5 Worst: Trent Jackson
The sixth all time leading scorer for the Badgers was Trent Jackson who scored 1545 points over his four year career. He eased his way into his career, playing 13 games as a freshman and averaging just under six points per game. He got up to double digits his sophomore year, playing the full season and averaged just under 20 points during his junior and senior campaigns. In 1989 Jackson earned second team All-Big Ten honors and led the Badgers to their first NCAA tournament bid in over 40 years. When he left the University of Wisconsin he was the all time leader in three pointers and steals with 151. He was not drafted to the NBA and although he had a few opportunities to make NBA teams that did not pan out, Jackson was able to enjoy an eight plus year career internationally.
4 Best: Michael Finley
Of all of the players from the University of Wisconsin who made it to the NBA, the one who had the best career was Michael Finley (Pictured Left). Finley was also arguably one of the three best players ever for the Badgers as well.
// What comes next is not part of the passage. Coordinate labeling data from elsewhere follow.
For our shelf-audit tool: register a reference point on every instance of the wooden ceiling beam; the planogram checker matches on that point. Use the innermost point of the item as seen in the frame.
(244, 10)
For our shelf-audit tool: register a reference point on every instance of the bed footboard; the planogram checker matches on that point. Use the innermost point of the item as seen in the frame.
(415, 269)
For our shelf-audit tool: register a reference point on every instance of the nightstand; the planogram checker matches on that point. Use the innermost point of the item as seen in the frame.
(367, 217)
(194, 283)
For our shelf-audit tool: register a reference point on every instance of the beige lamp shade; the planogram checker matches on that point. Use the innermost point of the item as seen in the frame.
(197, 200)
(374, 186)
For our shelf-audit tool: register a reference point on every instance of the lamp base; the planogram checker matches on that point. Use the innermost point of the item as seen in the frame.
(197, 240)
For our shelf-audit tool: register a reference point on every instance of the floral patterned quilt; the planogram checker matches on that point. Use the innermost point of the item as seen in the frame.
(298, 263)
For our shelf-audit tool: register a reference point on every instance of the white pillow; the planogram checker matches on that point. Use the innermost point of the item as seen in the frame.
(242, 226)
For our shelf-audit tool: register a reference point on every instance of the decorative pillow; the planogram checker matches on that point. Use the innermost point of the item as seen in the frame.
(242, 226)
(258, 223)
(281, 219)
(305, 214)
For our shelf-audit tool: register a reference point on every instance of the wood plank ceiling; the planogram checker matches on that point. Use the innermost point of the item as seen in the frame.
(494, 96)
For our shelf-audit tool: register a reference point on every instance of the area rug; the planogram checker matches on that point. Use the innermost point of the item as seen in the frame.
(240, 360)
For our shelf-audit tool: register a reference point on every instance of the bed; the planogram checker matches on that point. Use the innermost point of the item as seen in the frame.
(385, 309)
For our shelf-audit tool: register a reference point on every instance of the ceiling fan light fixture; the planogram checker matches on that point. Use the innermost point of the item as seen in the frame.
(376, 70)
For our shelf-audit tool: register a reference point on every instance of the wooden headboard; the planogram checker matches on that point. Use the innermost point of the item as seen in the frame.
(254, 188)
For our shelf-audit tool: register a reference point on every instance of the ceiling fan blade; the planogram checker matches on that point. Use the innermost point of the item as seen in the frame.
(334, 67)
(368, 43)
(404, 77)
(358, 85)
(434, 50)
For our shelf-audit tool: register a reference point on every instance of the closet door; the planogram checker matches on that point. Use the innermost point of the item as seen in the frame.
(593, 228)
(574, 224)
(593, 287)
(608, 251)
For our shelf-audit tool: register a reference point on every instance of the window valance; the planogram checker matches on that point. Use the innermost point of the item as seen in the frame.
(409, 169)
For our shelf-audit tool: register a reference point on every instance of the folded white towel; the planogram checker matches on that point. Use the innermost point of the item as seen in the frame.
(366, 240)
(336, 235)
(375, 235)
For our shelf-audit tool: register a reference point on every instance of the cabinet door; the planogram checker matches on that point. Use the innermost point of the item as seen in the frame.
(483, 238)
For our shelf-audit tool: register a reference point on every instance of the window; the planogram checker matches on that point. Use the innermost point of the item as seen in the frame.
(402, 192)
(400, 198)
Finley was a star with the Badgers for all four years, averaging 12.3 points per game as a freshman and averaging over 20 per game for his next three seasons. Wisconsin was still hovering at the wrong end of the Big Ten standings during his career but despite that he still received honorable mention All-American honors his final three years at school. When the 1995 NBA Draft came around, the Phoenix Suns selected Finley with the 21st overall choice in the first round. His career took off right away as he averaged 15 points per game during his first two seasons before he was traded to the Dallas Mavericks. He became a star with the Mavericks, spending nine seasons in Dallas and averaging just under 20 points per game while being named an All-Star twice. He signed as a free agent with the Spurs in 2005 and won an NBA championship with them in 2007. He wrapped up his career with the Boston Celtics in 2010.
2 Worst: Danny Jones
The best player to ever play for the University of Wisconsin that did not make it to the NBA was Danny Jones. When he left the Badgers in 1990 he was the team’s all time leading scorer and since then his record has only been topped by Michael Finley and Alando Tucker and remains third on the Badgers scoring list with 1854 points over his four year career. Jones averaged at least 17 points per game for three seasons including over 20 in his junior year when he was named honorable mention All-American. Upon graduation Jones did not get drafted. He did however join the Rockford Lightning of the CBA. He ended up spending eight years in the CBA, winning a championship with the La Cross Catbirds in 1994.